The Khubani Ka Meetha which was served on baked yogurt with apricots, almonds & crushed orange cookies was, I thought, a winner. Ordinarily a Khubani Ka Meetha is sickeningly sweet and the Apricot or Khubani cooked to an absolute pulp. This version was far less sweet and the Apricot had texture. The baked Yogurt or Bhapa Doi a Bengali specialty on the bottom was an excellent counterpoint and the crumbled biscuit added much needed crunch and texture. Well conceived dish.

Khubani Ka Meetha which was served on baked yogurt with apricots, almonds & crushed orange cookies 

All in all what did we think?

The good points. Good food with good strong flavors and bold spicing. They are not shy of using spice. An accurate menu in as much as every dish was correctly described and what was on the menu was served to you, total honesty. No listing of expensive ingredients and not finding them on your dish. Many dishes are unique, with excellent twists and adaptations which I believe will influence how restaurants in future in Mumbai will start to present and cook food.

The bad points. Poor service. And as far as the food is concerned two faults, major faults. All the food was served lukewarm at best – Indian food should be served hot, Garam. This was not so. Let us understand that almost all the food was pre prepared as it was some sort of curry that is prepared in a vat at the start of service. It has to served searingly hot. For me a big no no serving it lukewarm. The second problem is that there was a lot of penny pinching on the quantity of meat or rather the lack of meat in a dish.
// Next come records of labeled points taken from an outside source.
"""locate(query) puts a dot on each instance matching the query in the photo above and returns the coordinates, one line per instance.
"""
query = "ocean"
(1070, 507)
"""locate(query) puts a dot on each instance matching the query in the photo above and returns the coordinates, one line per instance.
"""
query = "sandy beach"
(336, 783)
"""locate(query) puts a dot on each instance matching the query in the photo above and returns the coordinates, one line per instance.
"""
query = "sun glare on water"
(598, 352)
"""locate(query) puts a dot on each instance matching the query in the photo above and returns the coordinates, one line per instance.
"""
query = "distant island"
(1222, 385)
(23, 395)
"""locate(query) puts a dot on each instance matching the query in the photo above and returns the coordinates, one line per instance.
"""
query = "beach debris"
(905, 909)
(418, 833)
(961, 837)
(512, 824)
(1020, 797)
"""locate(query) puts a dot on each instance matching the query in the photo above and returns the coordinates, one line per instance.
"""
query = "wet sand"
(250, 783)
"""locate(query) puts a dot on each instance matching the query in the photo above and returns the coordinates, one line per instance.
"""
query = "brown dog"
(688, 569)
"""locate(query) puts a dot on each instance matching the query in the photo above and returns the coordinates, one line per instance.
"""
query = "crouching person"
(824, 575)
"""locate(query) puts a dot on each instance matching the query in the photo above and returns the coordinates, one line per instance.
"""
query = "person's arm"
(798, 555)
Meat or proteins are the most expensive component in a dish. The quantity of actual mutton in the My Uncle's Coconut Mutton was minimal. The dish had a lot of Lotus Root, far more in proportion to the mutton. The Choriz "Bunny Pao" with Goan sausage & broad beans stew really skimped on the Goan Sausage. The dish had loads of Broad Beans. This did not leave you with a happy feeling at the end of the meal to realize that there was so much Nickel and Diming. It really is not necessary. The noise levels were staggering. Our evening got very tiresome as having a conversation was impossible. Pity. Are you listening Floyd Cardoz?

Would we go again? No. Should you go? Probably once.